Malone recruited a friend and into the wilderness they went… only to be stopped dead by a huge waterfall they could not get over. Four years later, Mike and a couple of experienced climbing friends finally reached the slot canyon he’d glimpsed from the air. Malone named it “Valhalla” after the mythic Viking hall of the slain.
“It’s been an obsession, is a good word for it,” admits Malone.
Malone then reached out to OPB’s Oregon Field Guide to reveal the remote gorge. Producer Jule Gilfillan and OPB Senior Videographer Todd Sonflieth, along with Mt St Helens Volcano Rescue member and backcountry guide Jared Smith joined the next expedition. They followed Mike on the grueling 10-hour hike up the South Fork of the North Fork Breitenbush River to capture video of the canyon.
Towering moss-covered cliffs rose straight-up from the riverbed. Deeper inside the canyon, a 20-foot waterfall gushed over an enormous boulder; Jared Smith found a way through a hidden cave, summited the waterfall and captured images of the upper slot canyon – and another enormous waterfall.
Those few tantalizing video frames would fill Malone’s imagination for another year…

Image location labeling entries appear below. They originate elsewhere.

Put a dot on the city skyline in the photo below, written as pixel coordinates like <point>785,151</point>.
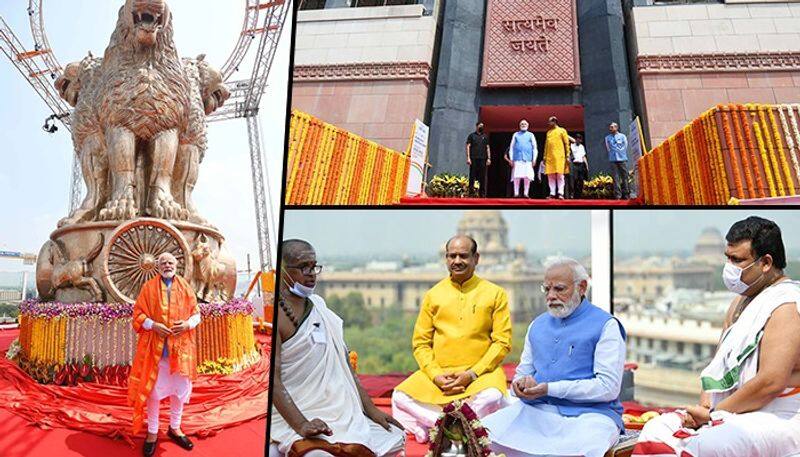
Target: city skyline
<point>372,235</point>
<point>34,183</point>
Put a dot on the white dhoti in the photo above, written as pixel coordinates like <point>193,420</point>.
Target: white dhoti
<point>418,418</point>
<point>315,371</point>
<point>173,385</point>
<point>538,430</point>
<point>772,431</point>
<point>760,433</point>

One more scout trip in June 2105 confirmed that the 100-foot waterfall Malone had seen from the air was not one falls but in fact a two, coming from two separate streams. The scout also convinced safety lead Jared Smith that Mike Malone would likely never see the entire canyon.
“It’s a very expert environment and unless you have rappelled and ascended ropes and you understand the dangers of rappelling, it’s not a very safe environment to travel up or down.”
So for the main expedition, Mike Malone would again travel upstream with his son Sean and meet Smith at the “Gates of Valhalla” for a deep exploration of the slot canyon above the Falls.
In July 2015, Oregon Field Guide assembled its largest, most complex expedition ever to document the exploration of the canyon. A crew of five fearless canyoneers, including Uncage the Soul adventure photographers John Waller and Ben Canales, arborist Brian French and Smith’s Mt St. Helens Volcano Rescue partner Mike Williams to navigate the half-mile canyon from the 100-foot waterfall Malone saw from the air, all the way down through the “Gates of Valhalla” entrance.
With just two brief scout trips and some aerial reconnaissance the “canyon crew” of Valhalla explorers had almost no idea what they were getting themselves into.
The canyon’s isolation and extreme conditions also made it one of the most dangerous projects OFG has ever filmed.
But the gods of Valhalla were smiling; three days after they began, the exhausted but elated canyon crew met up with Mike Malone and his son Sean, who had never seen his father’s object of obsession before, right on time.
For Jared Smith, the expedition was “life-changing.” The rest of the canyon crew agreed with Smith’s assessment and all rated it a “10” on their adventure meters.